A study supplementing adolescents with 45 mcg of K₂ (MK-7) reported a drop in undercarboxylated Oc from approximately 48% to 38%, clearly showing that the 45-mcg of dose of K₂ (MK-7) was not high enough to support the complete carboxylation of Oc.⁸⁷ Researchers chose this dose because it had enough of a safety profile to be proposed as a supplement for adolescents, as it is within the normal range of total dietary vitamin K₂ in Holland. However, dietary K₂ is a mix of various forms of vitamin K₂, of which K₂ (MK-7) may represent only a small percentage, depending on diet (high in Japan; low in Holland and the United States). This level of 45 mcg of a vitamin K₂ mix from a Dutch diet was found to best correlate with reduced arterial calcification and reduced risk of cancer in previous epidemiologic studies (discussed under “Role in Cardiovascular Health and Therapeutic Interventions for Reversing Arterial Calcification”). There is an ongoing study using 180 mcg of K₂ (MK-7) investigating its effect on bone and arterial health, with results due in 2011.⁸⁸

A 6-week study showed that a dose of K₂ (MK-7)—147 mcg—was able to carboxylate Oc to a larger extent than an equimolar dose of vitamin K₁ (100 mcg).⁸⁹ However, at the end of this study, the percentage of ucOc was 23%, which is still higher than optimal.
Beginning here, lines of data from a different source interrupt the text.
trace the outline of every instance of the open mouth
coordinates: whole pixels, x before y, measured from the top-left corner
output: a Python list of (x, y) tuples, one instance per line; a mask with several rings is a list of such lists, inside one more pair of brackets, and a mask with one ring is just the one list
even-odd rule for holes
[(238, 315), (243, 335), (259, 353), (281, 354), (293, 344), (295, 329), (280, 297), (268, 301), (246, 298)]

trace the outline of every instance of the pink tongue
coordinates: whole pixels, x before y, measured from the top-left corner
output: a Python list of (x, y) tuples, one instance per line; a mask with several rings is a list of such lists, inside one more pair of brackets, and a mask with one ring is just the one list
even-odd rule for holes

The only conclusion that can be drawn from the comparison study with vitamin K₁ is that the optimal K₂ (MK-7) dose for Oc carboxylation is lower than the molar equivalent of K₁. There may be specific benefits to using a small amount of K₂ (MK-7) in a supplement regimen along with K₁ and K₂ (MK-4) because it converts slowly in the body to K₂ (MK-4). This provides an advantage, because K₂ (MK-7) could be a time-released source of K₂ (MK-4). In summary, vitamin K₂ (MK-7) may be best used in conjunction with the other forms of vitamin K at doses comparable with the traditional Japanese consumption values of up to 165 mcg/day.